L'ESPOIR, C'EST POUR LES CONS

-        Faut tenir, Laurent, faut pas perdre espoir, disait-elle cependant que sa morgue, son dédain hurlait le contraire.

-        L’espoir va-t-il payer mes factures ? lui envoyais-je sans un temps mort.

-        Non, mais ça va finir par aboutir. Je sais que c’est long, mais vraiment il y a de l’espoir pour vous.

-        Eh bien, que l’espoir aille se faire foutre, m’entendis-je lui dire en me levant d’un bond. 

   Sans attendre, au comble d’une putain de colère froide, je sortais de son bureau et partais, sans même claquer la porte. Derrière moi, je ne laissais qu’un silence bourgeois, emprunté, bien propre et bien convenu. Probablement qu’elle soufflerait un grand coup avec la satisfaction du devoir accompli, avant de reprendre une tasse de thé chinois, acheté à prix d’or dans une boutique bio. 

   Je n’avais pas atteint le bas de l’escalier que je me demandais déjà si je ne venais pas de mettre quinze années d’efforts à la poubelle. Quinze années à en baver, quinze années à ravaler sans cesse sa fierté, à bouffer des clous et des graviers. Et voilà qu’au moment même où je croyais avoir fait mon trou, un tout petit trou, on m’évacuait comme un laquais. J’avais fait le job, le livre s’était correctement vendu et maintenant, on me priait de déguerpir sans faire d’histoire.

Et je n’allais pas en faire, ces fumiers le savaient.
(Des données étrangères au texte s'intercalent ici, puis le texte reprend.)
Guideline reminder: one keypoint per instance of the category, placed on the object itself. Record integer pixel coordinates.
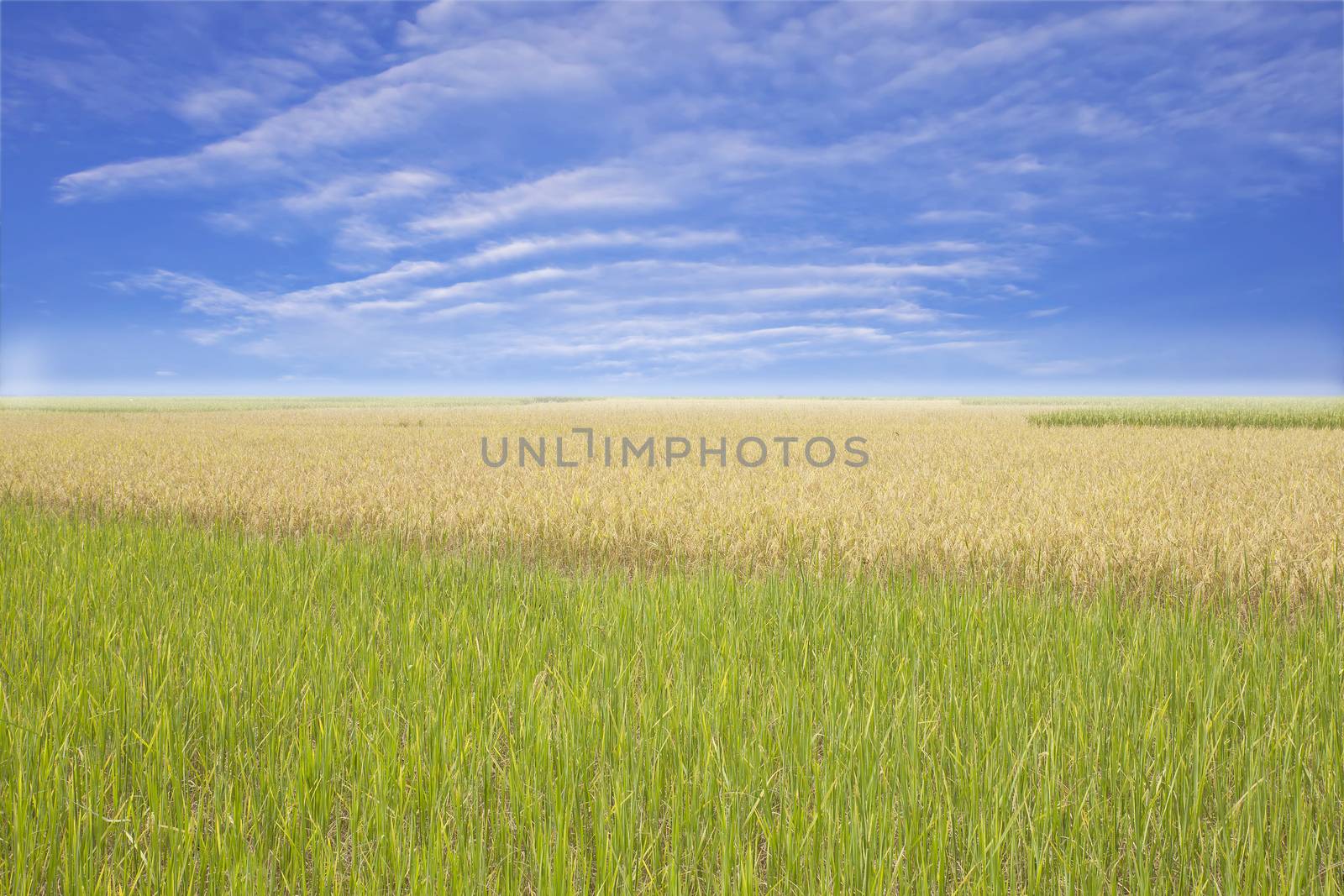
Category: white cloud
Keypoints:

Sinon, plus jamais je ne publierai.

Sinon, ce serait la mort.

   J’ai marché sur les boulevards, ressassant ma colère. A dire vrai, j’étais plus décontenancé, plus déçu que réellement en colère. Car, je ne comprenais pas tout à fait ce qui m’arrivait. Et surtout, pourquoi ça m’arrivait ? J’avais joué selon leurs règles. Et, disons-le, j’avais même été plutôt discipliné et carrément corporate. Mais ça n’avait pas suffi. En fait, pour les mecs comme moi, les moins que rien, les sortis de nulle part, ça ne suffit jamais.

   Et là, tandis qu’elle me parlait et vantait mon travail en regardant ailleurs, évitant mon regard pour envoyer des SMS, j’avais soudainement compris que l’espoir dont elle se gargarisait, n’était qu’une chimère de plus.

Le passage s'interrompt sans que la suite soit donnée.